Anti-Gaddafi rebel leader appeals to world for weapons

Anti-Gaddafi rebel leader appeals to world for weapons

"We want weapons from the international community to fight this criminal. Instead the world is watching Gaddafi slaughter his people," General Mohamed Abdelrahim told DPA.
Abdelrahim was a general in Gaddafi's army, but defected several weeks ago to command rebels fighting to overthrow the Libyan leader.

The rebel commander said he returned to the northeastern rebel-held stronghold of Benghazi Monday morning to rearm and return to Brega, where the rebels were fighting Gaddafi's forces for control.

"Gaddafi's troops are striking people. Where is the world and the international community?" asked Abdelrahim.

Abdelrahim claimed that over 6,000 people have died and up to 14,000 have been injured in the past several weeks of fighting.

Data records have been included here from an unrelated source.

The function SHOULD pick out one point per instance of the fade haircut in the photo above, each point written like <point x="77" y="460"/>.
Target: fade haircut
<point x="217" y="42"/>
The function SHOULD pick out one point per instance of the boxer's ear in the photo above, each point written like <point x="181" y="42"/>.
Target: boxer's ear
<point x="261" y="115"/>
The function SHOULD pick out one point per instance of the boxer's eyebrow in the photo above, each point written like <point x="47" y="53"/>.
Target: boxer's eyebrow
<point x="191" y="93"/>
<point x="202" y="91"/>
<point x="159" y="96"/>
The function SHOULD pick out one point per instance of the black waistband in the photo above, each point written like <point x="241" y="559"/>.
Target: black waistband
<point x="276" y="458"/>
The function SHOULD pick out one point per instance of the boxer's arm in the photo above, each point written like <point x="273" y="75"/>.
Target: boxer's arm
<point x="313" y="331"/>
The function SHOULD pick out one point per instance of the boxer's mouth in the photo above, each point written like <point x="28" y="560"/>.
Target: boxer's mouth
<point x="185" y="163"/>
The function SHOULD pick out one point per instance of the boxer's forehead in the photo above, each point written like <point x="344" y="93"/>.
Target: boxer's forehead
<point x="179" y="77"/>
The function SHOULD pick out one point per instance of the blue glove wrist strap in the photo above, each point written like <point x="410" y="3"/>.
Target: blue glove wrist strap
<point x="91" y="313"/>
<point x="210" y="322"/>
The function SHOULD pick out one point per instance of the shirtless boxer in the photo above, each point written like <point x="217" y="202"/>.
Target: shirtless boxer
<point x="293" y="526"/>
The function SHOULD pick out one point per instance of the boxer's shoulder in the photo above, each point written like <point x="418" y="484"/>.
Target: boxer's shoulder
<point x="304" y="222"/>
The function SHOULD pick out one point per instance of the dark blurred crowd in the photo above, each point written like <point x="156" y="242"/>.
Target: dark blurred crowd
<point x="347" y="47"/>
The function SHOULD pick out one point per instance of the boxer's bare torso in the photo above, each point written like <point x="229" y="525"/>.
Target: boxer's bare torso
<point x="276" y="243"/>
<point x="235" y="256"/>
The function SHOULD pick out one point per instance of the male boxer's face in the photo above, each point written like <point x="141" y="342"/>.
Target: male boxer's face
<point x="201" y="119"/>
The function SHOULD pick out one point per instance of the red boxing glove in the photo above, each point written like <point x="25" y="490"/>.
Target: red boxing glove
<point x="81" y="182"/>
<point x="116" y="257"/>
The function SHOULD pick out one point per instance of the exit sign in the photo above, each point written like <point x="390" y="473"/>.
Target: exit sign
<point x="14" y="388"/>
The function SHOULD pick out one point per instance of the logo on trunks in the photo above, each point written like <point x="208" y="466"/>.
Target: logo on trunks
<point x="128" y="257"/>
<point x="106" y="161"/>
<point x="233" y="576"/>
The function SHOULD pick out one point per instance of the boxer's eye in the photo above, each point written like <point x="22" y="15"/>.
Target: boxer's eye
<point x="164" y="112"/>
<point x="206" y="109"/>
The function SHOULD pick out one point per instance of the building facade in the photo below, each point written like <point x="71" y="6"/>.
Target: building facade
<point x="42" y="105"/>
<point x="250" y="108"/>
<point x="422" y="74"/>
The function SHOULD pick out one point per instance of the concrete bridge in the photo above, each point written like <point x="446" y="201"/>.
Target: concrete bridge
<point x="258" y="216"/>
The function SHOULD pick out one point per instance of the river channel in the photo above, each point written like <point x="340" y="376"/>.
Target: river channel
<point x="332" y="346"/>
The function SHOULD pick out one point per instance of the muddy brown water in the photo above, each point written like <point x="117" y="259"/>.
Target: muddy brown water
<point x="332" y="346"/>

This could not be independently verified, but rights groups have said that well over 1,000 have been killed in the uprising.

"I saw with my eyes a 12-year-old shot dead from air fire. It is something you cannot imagine," said Abdelrahim.

The mood in the northeastern rebel-held cities of Libya is tense, as Gaddafi's forces make an eastward push in a bid to take back cities under rebel control.

Libyan government forces claimed to make gains in the eastern part of the country over the last several days, while opposition groups insist they will continue to fight to recapture lost territory.

Libyan state television said the eastern city of al-Burayqah was "cleansed" of rebels, who had been driven out of the city after heavy fighting with forces loyal to Gaddafi.

Gaddafi's counterattacks, which include heavy air raids and naval attacks, have prevented rebels from making a westward push to the capital Tripoli.

One rebel fighter, who wished to remain anonymous, told DPA that before they can reach Tripoli, they need to take Gaddafi's hometown of Sirte, some 500 km east of the capital.
"We are on the doorstep of Sirte," claimed the rebel.

However, Gaddafi's troops have appeared to weaken the position of the anti-government forces in the east, where rebels had held the most territory.

If government forces gain total control of al-Burayqa and other nearby cities such Ajdabiya, they could advance on to Benghazi, the opposition's stronghold.

But, for now, rebels maintain control of Benghazi, Libya's second largest city. Despite the loss of territory to rebel forces and international sanctions and condemnation, Gaddafi is refusing to budge. The leader, who has been in power almost 42 years, claims the uprising has been inspired by foreign agents.